BAŞKAN MEHMET MUŞ - Sayın Türeli, tamamlayın lütfen.

Buyurun.

RAHMİ AŞKIN TÜRELİ (İzmir) - Bitireceğim, tamamlayacağım.

Elinizdeki bir varlığa yükümlülükle beraber bakacaksınız, rezervlerinizin kısa vadeli borçları karşılama oranına bakacaksınız, kaç aylık ithalatı karşılıyor ona bakacaksınız. Cari işlemler açığında ne yaptık da bir şey değişti Sayın Cumhurbaşkanı Yardımcısı? Yazık, siz de plancısınız, ben de plancıyım; yıllarca bunu söylemedik mi? Türkiye'nin üretim ve ihracat yapısı ara malı ithalatına bağımlı ve bu bağımlılık devam ediyor. Şu anda cari işlemler açığının göreceli olarak biraz açılmış, azalmış olması bir şey değiştirmiyor. Bu yapıyı değiştirmediğimiz sürece, bu ekonomik modeli, buradan bir yere gidemeyiz. Şimdi, bütün var olan bu krizin sorumluluğunu genel ücretlerde gören, enflasyonun nedenini ücretler olarak gören bir anlayışla bir yere gidemeyiz. Bakın, ücret tabii ki bir maliyet unsurudur ama ücret kadar önemli olan, orada dışarıdan eğer ham madde ve ara malı ithal ediyorsanız döviz kurudur; para kullanıyorsanız, kredi kullanıyorsanız faiz oranlarıdır, enerji kullanıyorsanız enerji maliyetleridir. Bunların hepsinin bir biçimde enflasyonda payı var. Yani "Ücretleri artırmayalım, ücret-fiyat sarmalına girmeyelim." Bakın, ücret-fiyat şeyinde fiyat aslında ücreti şey yapar, fiyatlar bu kadar yükselirse insanların reel geliri azalır, doğal olarak insanlar o taleplerini ortaya koyarlar. Sadece böyle ücretin üzerinden bir enflasyon değil kâr itkili... Bakın, son dönemde baktığımız zaman bütün kuruluşlara, Türkiye'nin temel büyük kuruluşlarına, İSO 500'e bakın, kârların anormal arttığını görüyoruz, kâr itkili bir enflasyondan konuşuluyor, buna ilişkin makaleler var. Korkut Boratav'ından birçok kişiye kadar yazdığı şeyler bunlar, tartışılıyor kamuoyunda. Yani siz bunlara kulağınızı mı kapatıyorsunuz? Yani sonuç itibarıyla bunları izlediğinizi, doğal olarak akademik dünyada...

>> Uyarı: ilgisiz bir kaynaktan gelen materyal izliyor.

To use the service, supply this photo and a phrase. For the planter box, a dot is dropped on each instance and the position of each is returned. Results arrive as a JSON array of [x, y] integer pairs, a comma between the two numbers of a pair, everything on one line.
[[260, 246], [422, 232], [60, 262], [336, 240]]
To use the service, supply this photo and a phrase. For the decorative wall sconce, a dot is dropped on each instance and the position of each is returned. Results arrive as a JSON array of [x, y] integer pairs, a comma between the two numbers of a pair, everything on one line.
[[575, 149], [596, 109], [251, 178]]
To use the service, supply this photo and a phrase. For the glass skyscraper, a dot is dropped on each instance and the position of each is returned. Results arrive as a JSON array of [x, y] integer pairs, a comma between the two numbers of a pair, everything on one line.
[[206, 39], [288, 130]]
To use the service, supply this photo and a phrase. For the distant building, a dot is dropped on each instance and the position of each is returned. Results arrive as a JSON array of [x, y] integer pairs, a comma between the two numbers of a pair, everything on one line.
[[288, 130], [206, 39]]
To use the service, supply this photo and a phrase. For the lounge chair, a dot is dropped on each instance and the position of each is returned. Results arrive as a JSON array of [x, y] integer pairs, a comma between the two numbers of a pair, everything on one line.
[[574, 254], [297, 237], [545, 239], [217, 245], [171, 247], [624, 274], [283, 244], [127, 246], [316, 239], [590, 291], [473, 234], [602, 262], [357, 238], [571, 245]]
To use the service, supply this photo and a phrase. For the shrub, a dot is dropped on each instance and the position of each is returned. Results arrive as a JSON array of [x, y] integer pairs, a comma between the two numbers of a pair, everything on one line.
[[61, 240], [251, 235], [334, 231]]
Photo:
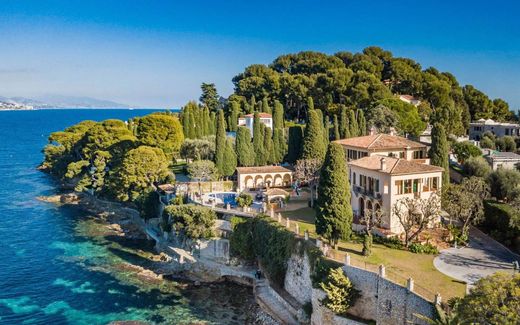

(Mikrofon otomatik cihaz tarafından kapatıldı)

BAŞKAN MEHMET MUŞ - Sayın Türeli, toparlayın.

RAHMİ AŞKIN TÜRELİ (İzmir) - Tamamlıyorum, son cümlelerim.

Yani bürokrasi tabii önemli bunun içinde ama akademik dünya var, akademik dünyada kimler ne diyor, bunlara bakın derim. Bunlara bakacağız. Yani bugün Türkiye'nin ekonomisi kötü gidiyor, büyüme yavaşlıyor, işsizlik oranları artıyor. İşsizliğe sadece o dar tanımlı işsizlik değil, geniş tanımlı işsizlik açısından baktığımız zaman -ki öyle bakmamız gerekir- sıkıntı var. Ekonomik dengeler bozuldu. Size geçen, ilk sunuşta da söylemiştim, kalkınma planı ile OVP'nin arasındaki ilişki koptu. 2027 yılındaki OVP hedefine bakıyorum, 2028 yılındaki kalkınma planı hedefine bakıyorum, hiçbirinin birbiriyle ilgisi yok. Tamam, anlıyorum, belli varsayımlar altında hazırlıyoruz onu ama onların da bir ulaşılabilirliğinin olması lazım. Biz o ulaşılabilirliği ortaya koyamazsak piyasaya, ekonomideki karar alıcılara nasıl doğru sinyalleri vereceğiz?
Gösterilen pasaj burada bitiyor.